Le cadre d'ERA Immobilier insiste sur son rôle auprès des acheteurs. Comme d'autres acteurs du secteur, il a passé un accord avec la plateforme Bien'ici, lancée par Nexity et d'autres professionnels, qui permet de visualiser un bien sur une carte 3D. En plus de ce service, il assure être le seul à pouvoir présenter l'ensoleillement en paramétrant l'horaire. De même, si un vendeur lui confie une exclusivité, un acquéreur putatif entrant dans son agence peut visiter le bien à 360 degrés grâce à un masque de réalité virtuelle.

Toujours plus d'informations dans les annonces

Le réseau Guy Hoquet se targue, lui, d'être le premier à proposer, à partir de la fin juin, une visite vidéo pour l'intégralité de ses biens, en vente aussi bien qu'en location.

« Nos collaborateurs téléchargeront l'application EasyMovie sur leur smartphone, précise le directeur général Fabrice Abraham, et tourneront facilement des images qui basculeront vers les passerelles d'annonces immobilières. »

Le dirigeant certifie également bénéficier en exclusivité de la technologie Syllabs des robots rédacteurs. « Leur prose est plus intéressante que celle d'un collaborateur pressé et pas toujours disponible, se justifie Fabrice Abraham, qui cite d'autres avantages : douze lignes en moyenne qui comprennent aussi l'actu de la ville, la vie associative du quartier, les sorties ciné, le bureau de vote le plus proche... »

En réalité, en simulant une recherche à Paris, au bord du canal Saint-Martin par exemple, vous tomberez sur la densité de population, la part d'enfants et d'ados, l'âge moyen, le nombre d'habitants, le revenu mensuel par ménage, la part de ménages sans voiture, les résultats des lycées, le nombre d'écoles et de crèches au kilomètre carré, les restaurants et cafés tous les 100 mètres, les commerces sur la même distance et le nombre d'habitants pour un médecin généraliste.

Paradoxalement, un mandataire comme Capifrance, habitué depuis sa création en 2002 au 100 % numérique, vient de lancer des « ateliers » physiques. « Ce sont des agoras où l'on invite les acteurs du quartier à promouvoir des productions des voisins - expo photo, vernissage - et des services comme les goûters des gardiens », explique Philippe Buyens, le directeur général.

Des biens à l'essai

Depuis novembre 2017, ce réseau propose en outre des « préventes ». Un propriétaire dépose une photo, une fourchette de prix et un descriptif.
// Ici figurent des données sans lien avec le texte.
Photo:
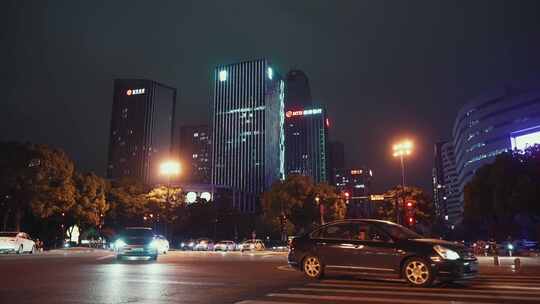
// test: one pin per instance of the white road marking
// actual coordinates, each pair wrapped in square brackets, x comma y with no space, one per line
[447,290]
[285,268]
[106,257]
[364,299]
[266,302]
[533,297]
[174,282]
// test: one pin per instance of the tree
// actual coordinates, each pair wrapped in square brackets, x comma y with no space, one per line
[127,199]
[291,204]
[91,198]
[503,196]
[35,178]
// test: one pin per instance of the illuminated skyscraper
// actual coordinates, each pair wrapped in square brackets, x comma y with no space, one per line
[248,139]
[306,151]
[297,90]
[195,154]
[141,133]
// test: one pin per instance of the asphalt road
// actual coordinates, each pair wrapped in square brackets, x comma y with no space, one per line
[200,277]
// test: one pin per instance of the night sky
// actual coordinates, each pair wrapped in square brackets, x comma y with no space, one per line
[384,69]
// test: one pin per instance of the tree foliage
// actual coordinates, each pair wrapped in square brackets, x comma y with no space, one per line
[293,203]
[36,179]
[505,193]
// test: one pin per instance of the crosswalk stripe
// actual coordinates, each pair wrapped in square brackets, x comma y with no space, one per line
[265,302]
[470,282]
[427,293]
[448,290]
[364,299]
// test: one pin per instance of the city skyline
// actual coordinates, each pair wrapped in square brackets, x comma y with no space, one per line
[431,77]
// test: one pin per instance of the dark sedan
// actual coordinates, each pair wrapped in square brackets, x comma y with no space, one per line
[380,247]
[137,242]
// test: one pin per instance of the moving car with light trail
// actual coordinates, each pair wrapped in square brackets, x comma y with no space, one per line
[162,244]
[136,242]
[225,246]
[381,248]
[203,244]
[16,242]
[252,245]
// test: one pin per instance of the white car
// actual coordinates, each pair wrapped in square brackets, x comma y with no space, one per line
[162,244]
[252,245]
[225,246]
[18,242]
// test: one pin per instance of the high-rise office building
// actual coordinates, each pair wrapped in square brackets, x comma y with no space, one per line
[195,154]
[297,91]
[248,138]
[306,151]
[141,132]
[499,121]
[336,159]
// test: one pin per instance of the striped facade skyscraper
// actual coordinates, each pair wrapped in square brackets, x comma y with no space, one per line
[248,132]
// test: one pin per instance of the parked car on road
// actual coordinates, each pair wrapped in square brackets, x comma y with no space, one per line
[380,248]
[162,244]
[252,245]
[204,244]
[137,242]
[16,242]
[225,246]
[188,244]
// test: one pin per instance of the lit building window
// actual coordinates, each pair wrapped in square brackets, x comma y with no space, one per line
[222,75]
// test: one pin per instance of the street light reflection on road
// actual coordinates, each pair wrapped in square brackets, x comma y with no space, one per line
[132,281]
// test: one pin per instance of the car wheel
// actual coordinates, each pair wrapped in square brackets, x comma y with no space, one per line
[312,267]
[417,272]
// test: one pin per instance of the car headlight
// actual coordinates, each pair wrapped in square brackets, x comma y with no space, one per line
[120,243]
[446,253]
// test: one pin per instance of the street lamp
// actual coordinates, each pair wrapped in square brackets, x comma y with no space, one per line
[401,150]
[169,168]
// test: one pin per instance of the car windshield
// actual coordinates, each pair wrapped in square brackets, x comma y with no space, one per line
[400,232]
[8,234]
[138,233]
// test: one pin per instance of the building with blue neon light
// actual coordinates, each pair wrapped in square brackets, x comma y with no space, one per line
[498,121]
[248,138]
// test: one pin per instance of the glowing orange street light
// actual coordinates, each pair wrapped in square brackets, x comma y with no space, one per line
[169,168]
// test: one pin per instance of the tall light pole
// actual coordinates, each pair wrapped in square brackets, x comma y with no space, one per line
[169,168]
[401,150]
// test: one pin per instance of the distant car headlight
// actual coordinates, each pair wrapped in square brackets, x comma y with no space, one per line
[446,253]
[120,243]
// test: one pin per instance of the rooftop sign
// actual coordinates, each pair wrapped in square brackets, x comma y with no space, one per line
[289,114]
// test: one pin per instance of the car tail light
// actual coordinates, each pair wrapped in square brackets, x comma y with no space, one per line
[292,244]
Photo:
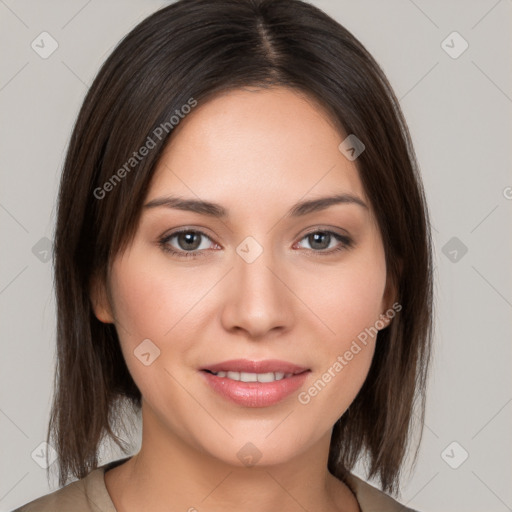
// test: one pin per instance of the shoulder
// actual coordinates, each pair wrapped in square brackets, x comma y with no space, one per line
[372,499]
[88,494]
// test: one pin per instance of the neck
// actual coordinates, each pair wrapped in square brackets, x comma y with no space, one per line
[169,474]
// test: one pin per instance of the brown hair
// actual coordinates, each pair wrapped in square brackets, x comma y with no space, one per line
[193,49]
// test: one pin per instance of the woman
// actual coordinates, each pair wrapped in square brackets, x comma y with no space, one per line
[243,255]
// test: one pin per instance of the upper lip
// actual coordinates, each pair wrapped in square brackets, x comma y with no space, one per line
[248,366]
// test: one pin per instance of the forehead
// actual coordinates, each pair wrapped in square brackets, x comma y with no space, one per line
[258,146]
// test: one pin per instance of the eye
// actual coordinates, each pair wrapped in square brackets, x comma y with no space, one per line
[321,240]
[189,241]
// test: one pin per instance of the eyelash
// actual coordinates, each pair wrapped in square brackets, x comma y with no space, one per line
[346,243]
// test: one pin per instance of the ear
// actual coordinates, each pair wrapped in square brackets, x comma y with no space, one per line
[99,300]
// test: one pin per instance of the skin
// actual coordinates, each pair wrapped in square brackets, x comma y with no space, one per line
[256,152]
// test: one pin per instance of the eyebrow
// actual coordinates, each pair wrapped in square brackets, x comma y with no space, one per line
[216,210]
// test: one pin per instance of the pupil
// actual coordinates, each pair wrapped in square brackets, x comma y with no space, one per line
[189,240]
[318,236]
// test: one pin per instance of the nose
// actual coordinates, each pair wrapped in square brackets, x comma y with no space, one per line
[257,298]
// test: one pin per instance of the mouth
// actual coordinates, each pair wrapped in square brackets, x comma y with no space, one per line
[255,383]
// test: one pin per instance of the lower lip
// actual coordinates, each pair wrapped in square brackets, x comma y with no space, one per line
[255,394]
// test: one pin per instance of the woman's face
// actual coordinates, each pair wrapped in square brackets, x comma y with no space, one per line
[262,282]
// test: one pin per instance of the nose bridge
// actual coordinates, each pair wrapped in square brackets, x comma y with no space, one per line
[258,301]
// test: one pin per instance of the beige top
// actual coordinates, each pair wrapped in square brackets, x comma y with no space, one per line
[90,495]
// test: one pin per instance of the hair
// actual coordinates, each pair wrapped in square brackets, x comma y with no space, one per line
[195,49]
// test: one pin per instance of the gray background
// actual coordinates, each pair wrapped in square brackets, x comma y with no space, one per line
[459,112]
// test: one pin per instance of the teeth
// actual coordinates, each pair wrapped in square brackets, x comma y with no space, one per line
[254,377]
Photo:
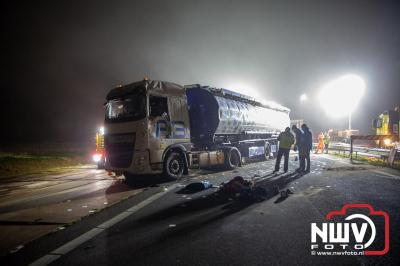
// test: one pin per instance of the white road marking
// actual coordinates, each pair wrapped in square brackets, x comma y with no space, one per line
[71,245]
[372,170]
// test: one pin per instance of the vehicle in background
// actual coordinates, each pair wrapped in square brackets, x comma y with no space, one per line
[99,156]
[387,124]
[154,127]
[342,135]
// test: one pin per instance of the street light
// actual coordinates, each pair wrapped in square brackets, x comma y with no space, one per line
[340,97]
[303,97]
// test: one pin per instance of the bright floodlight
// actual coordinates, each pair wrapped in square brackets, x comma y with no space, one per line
[340,97]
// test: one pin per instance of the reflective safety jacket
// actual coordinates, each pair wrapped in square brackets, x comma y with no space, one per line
[286,140]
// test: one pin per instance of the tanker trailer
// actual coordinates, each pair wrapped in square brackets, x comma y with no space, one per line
[232,125]
[154,127]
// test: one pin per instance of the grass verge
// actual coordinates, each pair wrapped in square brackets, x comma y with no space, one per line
[12,164]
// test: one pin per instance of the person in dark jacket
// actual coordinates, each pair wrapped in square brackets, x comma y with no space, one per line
[286,140]
[304,153]
[298,145]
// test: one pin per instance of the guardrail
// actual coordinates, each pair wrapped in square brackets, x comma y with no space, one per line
[355,151]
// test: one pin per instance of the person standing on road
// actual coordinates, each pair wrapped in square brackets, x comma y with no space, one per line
[306,148]
[320,146]
[286,140]
[299,142]
[327,140]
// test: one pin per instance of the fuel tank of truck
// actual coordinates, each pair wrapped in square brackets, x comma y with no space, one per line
[222,112]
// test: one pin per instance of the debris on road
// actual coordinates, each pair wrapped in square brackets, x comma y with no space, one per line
[195,187]
[239,188]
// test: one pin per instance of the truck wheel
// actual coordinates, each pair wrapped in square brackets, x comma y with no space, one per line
[174,165]
[233,158]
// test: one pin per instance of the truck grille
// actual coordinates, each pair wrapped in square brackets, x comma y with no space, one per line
[119,149]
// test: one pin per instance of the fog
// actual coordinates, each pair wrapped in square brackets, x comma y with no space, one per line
[62,57]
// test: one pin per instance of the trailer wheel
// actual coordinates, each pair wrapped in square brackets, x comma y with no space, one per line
[233,158]
[174,165]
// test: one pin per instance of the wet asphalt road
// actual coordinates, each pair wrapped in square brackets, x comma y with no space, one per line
[205,229]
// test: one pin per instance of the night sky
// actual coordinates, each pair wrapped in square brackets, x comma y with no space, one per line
[60,58]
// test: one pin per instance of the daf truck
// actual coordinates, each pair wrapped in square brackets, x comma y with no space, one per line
[154,127]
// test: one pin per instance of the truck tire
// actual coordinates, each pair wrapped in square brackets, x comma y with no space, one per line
[174,165]
[232,159]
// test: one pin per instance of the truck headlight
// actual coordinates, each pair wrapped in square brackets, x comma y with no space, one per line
[139,160]
[97,157]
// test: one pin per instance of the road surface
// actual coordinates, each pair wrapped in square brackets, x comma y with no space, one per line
[150,223]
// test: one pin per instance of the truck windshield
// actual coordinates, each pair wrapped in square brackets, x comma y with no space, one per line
[129,108]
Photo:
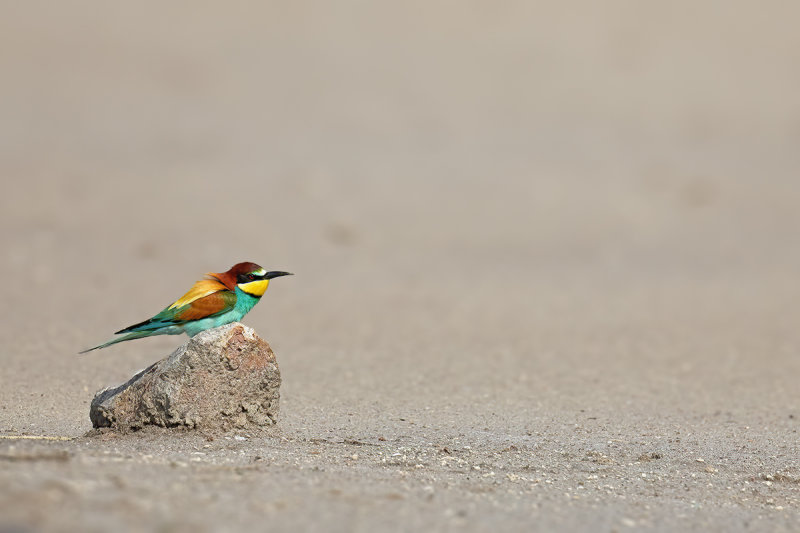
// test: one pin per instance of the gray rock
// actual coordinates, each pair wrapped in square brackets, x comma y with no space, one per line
[222,378]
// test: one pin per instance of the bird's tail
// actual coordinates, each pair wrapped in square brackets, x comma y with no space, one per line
[128,337]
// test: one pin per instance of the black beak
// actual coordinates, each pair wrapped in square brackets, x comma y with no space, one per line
[270,275]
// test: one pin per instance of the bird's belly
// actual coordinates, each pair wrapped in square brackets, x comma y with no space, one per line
[193,328]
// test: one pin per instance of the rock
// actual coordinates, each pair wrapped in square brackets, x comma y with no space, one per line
[222,378]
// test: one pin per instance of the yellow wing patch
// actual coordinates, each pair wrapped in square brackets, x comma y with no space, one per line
[202,288]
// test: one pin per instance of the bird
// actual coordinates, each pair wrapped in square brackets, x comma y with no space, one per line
[218,299]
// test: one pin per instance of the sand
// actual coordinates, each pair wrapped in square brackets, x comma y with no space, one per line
[545,261]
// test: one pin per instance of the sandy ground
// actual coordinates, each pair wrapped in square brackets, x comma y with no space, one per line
[546,261]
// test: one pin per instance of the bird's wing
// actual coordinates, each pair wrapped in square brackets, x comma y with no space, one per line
[214,304]
[205,299]
[202,288]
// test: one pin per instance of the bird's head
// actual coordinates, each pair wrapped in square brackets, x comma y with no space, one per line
[249,277]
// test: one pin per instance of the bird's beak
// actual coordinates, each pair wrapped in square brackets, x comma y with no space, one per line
[270,275]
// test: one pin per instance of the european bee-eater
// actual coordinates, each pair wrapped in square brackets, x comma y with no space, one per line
[215,301]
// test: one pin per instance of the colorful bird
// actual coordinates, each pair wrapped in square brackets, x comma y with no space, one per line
[215,301]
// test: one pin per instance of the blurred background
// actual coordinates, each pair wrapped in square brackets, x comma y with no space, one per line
[555,240]
[479,200]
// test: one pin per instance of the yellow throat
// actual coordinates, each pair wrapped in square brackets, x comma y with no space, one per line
[255,288]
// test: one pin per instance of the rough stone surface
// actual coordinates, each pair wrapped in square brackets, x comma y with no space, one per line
[222,378]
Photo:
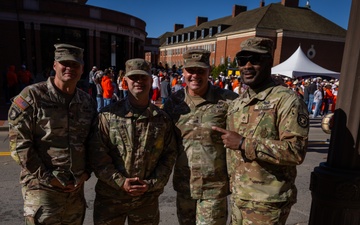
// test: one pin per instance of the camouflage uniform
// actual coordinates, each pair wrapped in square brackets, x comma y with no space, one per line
[131,144]
[47,136]
[200,171]
[275,124]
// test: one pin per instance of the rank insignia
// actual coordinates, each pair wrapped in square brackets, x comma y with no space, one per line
[303,120]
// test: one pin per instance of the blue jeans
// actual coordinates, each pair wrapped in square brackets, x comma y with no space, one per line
[310,103]
[125,93]
[107,101]
[100,103]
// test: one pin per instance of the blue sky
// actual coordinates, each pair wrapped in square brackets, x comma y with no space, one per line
[160,15]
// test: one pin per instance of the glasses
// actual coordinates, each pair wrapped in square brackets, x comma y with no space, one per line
[253,59]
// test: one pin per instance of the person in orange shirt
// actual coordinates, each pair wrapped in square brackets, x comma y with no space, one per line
[108,88]
[234,83]
[174,80]
[12,81]
[334,91]
[125,87]
[328,97]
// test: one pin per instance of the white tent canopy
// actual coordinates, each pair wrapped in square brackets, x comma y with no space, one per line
[298,65]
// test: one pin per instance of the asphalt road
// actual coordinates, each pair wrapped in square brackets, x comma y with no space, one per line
[11,200]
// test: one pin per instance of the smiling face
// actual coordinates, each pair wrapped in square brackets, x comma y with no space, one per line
[255,68]
[139,85]
[196,79]
[67,72]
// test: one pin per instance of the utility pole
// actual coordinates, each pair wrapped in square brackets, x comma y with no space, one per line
[335,184]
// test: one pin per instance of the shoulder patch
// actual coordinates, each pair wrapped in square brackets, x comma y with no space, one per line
[20,102]
[303,120]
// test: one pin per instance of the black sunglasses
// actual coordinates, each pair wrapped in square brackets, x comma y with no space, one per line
[253,59]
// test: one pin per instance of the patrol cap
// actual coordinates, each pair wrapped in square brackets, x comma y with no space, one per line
[137,66]
[257,45]
[196,58]
[66,52]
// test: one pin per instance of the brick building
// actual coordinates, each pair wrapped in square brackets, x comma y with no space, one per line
[30,28]
[287,24]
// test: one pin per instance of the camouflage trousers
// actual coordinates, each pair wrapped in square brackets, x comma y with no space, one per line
[137,210]
[46,206]
[259,213]
[201,211]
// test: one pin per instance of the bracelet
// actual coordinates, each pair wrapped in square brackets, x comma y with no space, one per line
[241,142]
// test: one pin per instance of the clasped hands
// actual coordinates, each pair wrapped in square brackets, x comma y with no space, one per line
[230,139]
[135,186]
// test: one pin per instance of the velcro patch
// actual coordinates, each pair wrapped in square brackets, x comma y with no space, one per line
[21,103]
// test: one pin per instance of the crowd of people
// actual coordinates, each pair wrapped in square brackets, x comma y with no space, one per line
[319,94]
[223,136]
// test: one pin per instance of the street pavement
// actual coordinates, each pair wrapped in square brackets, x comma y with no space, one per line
[11,200]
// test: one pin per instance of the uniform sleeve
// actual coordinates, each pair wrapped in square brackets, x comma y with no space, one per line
[99,155]
[21,137]
[163,169]
[290,148]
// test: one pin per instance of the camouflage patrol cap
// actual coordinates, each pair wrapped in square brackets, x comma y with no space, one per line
[66,52]
[258,45]
[196,58]
[137,67]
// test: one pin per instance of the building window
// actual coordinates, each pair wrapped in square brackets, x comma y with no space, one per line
[219,29]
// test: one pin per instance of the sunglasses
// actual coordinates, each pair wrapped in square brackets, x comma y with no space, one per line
[253,59]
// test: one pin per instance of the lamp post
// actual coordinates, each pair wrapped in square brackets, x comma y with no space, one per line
[335,184]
Au bout de quinze jours trois semaines, il regarde les "like" ainsi que le nombre de préinscrits intéressés. « Ça lui donne la possibilité de vérifier l'attractivité de son bien avant de le vendre », explique Philippe Buyens.

Autre innovation dans le même esprit : les « biens à l'essai ». Par exemple, si une famille adore la terrasse d'un appartement, mais se pose la question du bruit venant de la rue au-dessous, elle peut venir dîner un soir pour se rendre compte par elle même de la portée des nuisances. Toujours dans la même veine, la visite "home staging". Équipé d'un smartphone ou d'une tablette, le visiteur peut imaginer le bien tel qu'il pourrait être refait pour se projeter et, surtout, pour obtenir une estimation du coût des travaux.